[RFC] Making memcg track ownership per address_space or anon_vma

* [RFC] Making memcg track ownership per address_space or anon_vma
@ 2015-01-30  4:43 Tejun Heo
  2015-01-30  5:55 ` Greg Thelen
  0 siblings, 1 reply; 31+ messages in thread
From: Tejun Heo @ 2015-01-30  4:43 UTC (permalink / raw)
  To: Johannes Weiner, Michal Hocko
  Cc: cgroups, linux-mm, linux-kernel, Jan Kara, Dave Chinner,
	Jens Axboe, Christoph Hellwig, Li Zefan, gthelen, hughd,
	Konstantin Khebnikov

Hello,

Since the cgroup writeback patchset[1] have been posted, several
people brought up concerns about the complexity of allowing an inode
to be dirtied against multiple cgroups is necessary for the purpose of
writeback and it is true that a significant amount of complexity (note
that bdi still needs to be split, so it's still not trivial) can be
removed if we assume that an inode always belongs to one cgroup for
the purpose of writeback.

However, as mentioned before, this issue is directly linked to whether
memcg needs to track the memory ownership per-page.  If there are
valid use cases where the pages of an inode must be tracked to be
owned by different cgroups, cgroup writeback must be able to handle
that situation properly.  If there aren't no such cases, the cgroup
writeback support can be simplified but again we should put memcg on
the same cadence and enforce per-inode (or per-anon_vma) ownership
from the beginning.  The conclusion can be either way - per-page or
per-inode - but both memcg and blkcg must be looking at the same
picture.  Deviating them is highly likely to lead to long-term issues
forcing us to look at this again anyway, only with far more baggage.

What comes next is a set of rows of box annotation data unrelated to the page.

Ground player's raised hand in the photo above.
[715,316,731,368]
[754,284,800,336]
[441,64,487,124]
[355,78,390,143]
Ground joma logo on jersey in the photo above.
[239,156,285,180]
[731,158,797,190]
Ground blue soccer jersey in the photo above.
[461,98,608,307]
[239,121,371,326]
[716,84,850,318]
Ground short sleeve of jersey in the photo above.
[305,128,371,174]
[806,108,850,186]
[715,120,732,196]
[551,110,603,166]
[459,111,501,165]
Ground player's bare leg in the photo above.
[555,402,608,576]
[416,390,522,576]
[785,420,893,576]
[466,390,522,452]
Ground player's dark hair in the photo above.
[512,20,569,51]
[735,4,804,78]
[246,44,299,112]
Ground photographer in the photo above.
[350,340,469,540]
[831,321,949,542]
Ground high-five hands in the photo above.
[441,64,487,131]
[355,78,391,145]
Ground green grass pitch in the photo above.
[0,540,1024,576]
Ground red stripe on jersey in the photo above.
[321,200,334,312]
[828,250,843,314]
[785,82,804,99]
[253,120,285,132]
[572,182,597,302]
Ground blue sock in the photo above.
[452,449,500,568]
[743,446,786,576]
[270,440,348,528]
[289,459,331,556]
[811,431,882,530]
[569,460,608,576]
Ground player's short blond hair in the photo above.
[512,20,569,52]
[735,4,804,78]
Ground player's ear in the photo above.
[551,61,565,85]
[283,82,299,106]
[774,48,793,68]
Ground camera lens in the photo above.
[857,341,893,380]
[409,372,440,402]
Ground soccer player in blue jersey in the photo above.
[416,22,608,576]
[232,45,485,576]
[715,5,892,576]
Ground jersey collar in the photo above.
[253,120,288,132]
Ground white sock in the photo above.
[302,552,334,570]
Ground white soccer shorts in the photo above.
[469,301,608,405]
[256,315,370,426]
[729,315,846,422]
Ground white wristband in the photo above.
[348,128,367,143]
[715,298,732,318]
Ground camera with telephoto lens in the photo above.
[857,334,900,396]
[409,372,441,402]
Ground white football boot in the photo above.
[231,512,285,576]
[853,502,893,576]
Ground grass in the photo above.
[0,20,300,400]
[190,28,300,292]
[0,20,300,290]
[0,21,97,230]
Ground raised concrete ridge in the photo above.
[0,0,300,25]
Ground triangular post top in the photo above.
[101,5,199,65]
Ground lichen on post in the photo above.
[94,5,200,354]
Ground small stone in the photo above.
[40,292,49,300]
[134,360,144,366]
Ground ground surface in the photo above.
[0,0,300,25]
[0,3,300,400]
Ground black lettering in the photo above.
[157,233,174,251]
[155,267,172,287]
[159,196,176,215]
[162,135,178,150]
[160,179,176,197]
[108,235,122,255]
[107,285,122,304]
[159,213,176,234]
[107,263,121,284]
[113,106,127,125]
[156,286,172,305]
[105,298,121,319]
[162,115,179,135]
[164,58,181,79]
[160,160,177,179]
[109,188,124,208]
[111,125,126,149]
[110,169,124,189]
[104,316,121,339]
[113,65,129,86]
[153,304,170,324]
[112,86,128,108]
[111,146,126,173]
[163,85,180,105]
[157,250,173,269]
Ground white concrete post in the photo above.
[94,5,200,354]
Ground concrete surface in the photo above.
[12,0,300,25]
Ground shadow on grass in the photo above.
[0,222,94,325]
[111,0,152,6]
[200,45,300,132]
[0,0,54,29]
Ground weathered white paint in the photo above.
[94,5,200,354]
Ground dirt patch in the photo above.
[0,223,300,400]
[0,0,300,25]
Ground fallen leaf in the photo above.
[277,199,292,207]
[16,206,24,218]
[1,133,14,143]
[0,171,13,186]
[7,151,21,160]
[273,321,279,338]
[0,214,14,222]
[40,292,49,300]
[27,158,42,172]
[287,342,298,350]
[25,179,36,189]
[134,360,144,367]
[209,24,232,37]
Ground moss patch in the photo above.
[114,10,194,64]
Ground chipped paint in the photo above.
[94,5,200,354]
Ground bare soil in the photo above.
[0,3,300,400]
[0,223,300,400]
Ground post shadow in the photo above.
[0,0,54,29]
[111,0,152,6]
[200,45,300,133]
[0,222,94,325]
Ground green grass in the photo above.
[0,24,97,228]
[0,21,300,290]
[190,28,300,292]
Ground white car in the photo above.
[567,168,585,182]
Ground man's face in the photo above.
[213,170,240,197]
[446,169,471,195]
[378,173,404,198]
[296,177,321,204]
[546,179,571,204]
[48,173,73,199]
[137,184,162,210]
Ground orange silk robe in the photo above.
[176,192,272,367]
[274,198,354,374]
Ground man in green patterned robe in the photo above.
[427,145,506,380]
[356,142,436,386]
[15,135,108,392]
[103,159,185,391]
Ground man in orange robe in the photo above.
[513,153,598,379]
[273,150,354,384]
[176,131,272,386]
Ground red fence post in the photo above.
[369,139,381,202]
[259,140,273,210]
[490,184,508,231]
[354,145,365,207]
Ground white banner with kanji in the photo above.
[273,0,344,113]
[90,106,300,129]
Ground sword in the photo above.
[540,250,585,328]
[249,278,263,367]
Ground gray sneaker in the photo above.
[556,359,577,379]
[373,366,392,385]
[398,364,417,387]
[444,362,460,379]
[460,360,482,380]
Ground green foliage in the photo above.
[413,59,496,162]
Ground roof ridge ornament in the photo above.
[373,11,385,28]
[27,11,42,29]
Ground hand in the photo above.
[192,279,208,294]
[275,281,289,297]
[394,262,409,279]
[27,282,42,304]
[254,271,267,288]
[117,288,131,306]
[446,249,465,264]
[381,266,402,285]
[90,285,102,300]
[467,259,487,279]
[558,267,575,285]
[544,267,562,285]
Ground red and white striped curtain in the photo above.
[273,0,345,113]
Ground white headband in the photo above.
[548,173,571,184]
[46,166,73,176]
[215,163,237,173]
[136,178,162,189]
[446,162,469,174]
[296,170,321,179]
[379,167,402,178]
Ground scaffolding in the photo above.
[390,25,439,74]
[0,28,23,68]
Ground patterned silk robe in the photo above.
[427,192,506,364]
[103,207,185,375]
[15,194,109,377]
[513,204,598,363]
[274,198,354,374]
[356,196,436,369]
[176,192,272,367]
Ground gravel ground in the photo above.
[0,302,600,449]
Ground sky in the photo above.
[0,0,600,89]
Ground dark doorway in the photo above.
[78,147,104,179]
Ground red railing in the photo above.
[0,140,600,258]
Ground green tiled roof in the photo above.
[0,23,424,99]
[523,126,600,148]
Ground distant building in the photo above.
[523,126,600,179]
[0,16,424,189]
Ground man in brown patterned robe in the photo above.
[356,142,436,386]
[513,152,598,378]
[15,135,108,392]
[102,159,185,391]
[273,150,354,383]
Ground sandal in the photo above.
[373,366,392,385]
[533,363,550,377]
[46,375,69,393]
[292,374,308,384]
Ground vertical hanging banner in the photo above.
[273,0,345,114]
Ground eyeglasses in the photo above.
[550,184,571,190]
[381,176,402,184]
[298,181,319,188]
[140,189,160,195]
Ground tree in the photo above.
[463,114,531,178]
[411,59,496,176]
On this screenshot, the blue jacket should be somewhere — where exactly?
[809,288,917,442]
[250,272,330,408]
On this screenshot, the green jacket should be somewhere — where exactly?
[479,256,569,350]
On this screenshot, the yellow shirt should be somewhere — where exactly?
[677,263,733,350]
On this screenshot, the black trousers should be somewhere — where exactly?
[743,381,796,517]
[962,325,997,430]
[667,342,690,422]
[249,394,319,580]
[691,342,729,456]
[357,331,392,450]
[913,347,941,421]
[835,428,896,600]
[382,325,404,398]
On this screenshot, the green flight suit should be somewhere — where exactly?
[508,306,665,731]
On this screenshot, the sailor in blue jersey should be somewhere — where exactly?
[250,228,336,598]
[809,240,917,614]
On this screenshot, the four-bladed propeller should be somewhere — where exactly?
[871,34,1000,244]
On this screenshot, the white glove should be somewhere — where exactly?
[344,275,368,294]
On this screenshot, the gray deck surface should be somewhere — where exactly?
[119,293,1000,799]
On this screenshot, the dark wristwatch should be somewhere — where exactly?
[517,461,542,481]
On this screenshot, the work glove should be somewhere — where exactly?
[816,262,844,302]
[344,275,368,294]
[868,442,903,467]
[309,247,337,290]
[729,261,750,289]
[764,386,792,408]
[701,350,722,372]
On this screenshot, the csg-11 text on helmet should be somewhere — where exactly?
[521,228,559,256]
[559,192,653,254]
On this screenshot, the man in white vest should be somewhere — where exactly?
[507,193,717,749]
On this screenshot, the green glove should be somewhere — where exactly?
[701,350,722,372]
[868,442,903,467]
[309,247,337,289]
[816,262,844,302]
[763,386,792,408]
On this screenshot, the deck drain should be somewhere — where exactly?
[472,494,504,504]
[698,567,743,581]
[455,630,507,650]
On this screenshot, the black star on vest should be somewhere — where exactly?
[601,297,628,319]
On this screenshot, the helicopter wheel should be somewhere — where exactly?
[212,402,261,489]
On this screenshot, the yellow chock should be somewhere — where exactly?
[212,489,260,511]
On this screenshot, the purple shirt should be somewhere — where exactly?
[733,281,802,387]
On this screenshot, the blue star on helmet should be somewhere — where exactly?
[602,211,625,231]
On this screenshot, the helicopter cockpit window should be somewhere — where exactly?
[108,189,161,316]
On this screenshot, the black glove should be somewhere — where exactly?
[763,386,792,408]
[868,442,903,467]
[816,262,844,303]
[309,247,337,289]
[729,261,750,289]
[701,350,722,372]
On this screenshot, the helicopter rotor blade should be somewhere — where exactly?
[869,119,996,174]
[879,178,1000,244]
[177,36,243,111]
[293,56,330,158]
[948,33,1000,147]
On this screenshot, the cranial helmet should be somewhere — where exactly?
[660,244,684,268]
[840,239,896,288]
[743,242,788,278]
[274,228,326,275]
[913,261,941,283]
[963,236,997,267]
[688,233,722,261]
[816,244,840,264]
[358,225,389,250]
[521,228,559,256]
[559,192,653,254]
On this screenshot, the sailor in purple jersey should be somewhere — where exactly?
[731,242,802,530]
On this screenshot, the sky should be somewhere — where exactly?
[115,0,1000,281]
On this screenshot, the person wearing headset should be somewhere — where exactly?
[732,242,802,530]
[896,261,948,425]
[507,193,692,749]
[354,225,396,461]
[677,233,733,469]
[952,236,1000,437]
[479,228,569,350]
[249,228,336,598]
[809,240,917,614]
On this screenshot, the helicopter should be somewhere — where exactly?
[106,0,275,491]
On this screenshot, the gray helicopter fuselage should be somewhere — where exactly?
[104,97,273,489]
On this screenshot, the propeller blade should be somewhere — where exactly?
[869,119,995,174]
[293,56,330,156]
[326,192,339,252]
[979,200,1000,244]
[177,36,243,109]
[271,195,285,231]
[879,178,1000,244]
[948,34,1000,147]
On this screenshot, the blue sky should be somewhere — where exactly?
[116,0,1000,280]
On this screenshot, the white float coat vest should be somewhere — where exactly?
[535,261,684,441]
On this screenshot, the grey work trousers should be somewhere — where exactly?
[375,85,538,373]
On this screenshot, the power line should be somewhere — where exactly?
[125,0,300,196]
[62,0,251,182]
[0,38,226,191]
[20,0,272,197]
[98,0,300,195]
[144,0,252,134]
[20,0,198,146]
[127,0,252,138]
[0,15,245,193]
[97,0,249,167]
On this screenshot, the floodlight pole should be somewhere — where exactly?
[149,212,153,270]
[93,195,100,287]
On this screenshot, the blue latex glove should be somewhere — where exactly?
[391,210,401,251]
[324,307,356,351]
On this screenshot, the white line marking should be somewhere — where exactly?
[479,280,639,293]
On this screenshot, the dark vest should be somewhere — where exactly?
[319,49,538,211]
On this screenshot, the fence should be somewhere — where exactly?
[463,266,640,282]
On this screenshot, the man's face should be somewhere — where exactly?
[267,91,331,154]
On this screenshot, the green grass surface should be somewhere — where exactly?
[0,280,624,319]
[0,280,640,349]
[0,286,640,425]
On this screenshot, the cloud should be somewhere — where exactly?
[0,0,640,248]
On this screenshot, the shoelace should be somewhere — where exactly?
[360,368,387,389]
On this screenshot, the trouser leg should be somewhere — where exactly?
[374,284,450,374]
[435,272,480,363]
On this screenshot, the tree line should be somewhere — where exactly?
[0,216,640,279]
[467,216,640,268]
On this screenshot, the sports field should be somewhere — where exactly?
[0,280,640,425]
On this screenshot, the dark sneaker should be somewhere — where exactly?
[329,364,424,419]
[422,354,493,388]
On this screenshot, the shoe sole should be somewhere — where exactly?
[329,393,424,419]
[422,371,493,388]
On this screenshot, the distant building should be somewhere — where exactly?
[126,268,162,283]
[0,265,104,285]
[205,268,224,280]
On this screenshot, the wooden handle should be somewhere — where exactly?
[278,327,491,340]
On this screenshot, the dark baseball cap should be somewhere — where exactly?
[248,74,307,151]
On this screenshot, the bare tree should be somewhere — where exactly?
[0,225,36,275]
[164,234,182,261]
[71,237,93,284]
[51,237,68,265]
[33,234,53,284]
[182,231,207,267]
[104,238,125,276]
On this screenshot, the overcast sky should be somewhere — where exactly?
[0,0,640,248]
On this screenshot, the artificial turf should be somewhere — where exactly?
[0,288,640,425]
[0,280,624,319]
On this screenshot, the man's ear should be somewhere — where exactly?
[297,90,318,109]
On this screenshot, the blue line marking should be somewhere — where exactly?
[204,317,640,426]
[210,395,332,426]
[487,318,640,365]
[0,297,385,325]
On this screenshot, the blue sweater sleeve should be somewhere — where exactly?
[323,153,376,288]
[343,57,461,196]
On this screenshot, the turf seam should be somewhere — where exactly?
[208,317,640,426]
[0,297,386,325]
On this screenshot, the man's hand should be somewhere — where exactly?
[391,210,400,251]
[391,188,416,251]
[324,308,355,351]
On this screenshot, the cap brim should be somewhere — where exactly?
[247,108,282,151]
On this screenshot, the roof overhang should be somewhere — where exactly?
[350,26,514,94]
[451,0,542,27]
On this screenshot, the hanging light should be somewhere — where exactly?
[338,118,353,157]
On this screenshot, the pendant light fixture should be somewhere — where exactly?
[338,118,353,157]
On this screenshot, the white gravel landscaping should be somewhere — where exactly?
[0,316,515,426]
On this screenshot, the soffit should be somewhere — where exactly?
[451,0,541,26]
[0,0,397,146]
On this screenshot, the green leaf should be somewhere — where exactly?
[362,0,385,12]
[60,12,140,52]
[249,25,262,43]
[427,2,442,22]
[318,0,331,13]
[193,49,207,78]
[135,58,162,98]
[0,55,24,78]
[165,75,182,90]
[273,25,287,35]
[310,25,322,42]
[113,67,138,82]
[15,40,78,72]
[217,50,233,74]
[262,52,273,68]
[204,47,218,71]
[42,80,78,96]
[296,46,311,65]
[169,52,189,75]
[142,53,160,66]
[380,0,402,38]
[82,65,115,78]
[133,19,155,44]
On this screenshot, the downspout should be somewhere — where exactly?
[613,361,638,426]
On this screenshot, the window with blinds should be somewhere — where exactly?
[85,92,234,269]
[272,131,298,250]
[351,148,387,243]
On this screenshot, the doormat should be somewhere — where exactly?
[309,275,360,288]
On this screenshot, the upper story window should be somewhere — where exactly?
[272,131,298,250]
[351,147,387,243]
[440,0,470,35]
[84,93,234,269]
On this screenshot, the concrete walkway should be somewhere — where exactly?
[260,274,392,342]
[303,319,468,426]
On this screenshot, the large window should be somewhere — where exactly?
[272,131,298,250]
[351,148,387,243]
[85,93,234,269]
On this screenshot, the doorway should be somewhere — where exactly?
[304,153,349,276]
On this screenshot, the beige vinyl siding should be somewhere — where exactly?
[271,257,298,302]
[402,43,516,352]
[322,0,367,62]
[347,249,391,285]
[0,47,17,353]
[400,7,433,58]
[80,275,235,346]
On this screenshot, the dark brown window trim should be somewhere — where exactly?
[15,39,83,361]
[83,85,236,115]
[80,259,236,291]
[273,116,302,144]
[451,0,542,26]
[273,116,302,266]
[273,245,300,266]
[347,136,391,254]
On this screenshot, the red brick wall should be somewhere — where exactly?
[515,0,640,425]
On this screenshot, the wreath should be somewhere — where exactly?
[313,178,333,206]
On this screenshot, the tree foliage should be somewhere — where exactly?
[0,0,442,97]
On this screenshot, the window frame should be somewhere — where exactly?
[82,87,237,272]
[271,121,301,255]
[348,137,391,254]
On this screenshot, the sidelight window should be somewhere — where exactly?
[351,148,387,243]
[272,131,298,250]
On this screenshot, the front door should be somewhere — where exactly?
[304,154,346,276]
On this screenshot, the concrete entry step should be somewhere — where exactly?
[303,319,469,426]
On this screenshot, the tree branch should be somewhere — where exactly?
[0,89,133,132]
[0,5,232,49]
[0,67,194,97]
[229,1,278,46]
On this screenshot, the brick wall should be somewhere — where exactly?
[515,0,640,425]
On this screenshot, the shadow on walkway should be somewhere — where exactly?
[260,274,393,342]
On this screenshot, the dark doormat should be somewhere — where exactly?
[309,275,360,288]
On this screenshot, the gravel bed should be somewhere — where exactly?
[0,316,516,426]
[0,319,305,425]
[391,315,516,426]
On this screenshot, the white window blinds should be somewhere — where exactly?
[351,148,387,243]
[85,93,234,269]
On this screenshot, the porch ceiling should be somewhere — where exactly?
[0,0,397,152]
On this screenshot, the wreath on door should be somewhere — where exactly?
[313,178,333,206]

One thing to note is that the per-page tracking which is currently
employed by memcg seems to have been born more out of conveninence
rather than requirements for any actual use cases.  Per-page ownership
makes sense iff pages of an inode have to be associated with different
cgroups - IOW, when an inode is accessed by multiple cgroups; however,
currently, memcg assigns a page to its instantiating memcg and leaves
it at that till the page is released.  This means that if a page is
instantiated by one cgroup and then subsequently accessed only by a
different cgroup, whether the page's charge gets moved to the cgroup
which is actively using it is purely incidental.  If the page gets
reclaimed and released at some point, it'll be moved.  If not, it
won't.

AFAICS, the only case where the current per-page accounting works
properly is when disjoint sections of an inode are used by different
cgroups and the whole thing hinges on whether this use case justifies
all the added overhead including page->mem_cgroup pointer and the
extra complexity in the writeback layer.  FWIW, I'm doubtful.
Johannes, Michal, Greg, what do you guys think?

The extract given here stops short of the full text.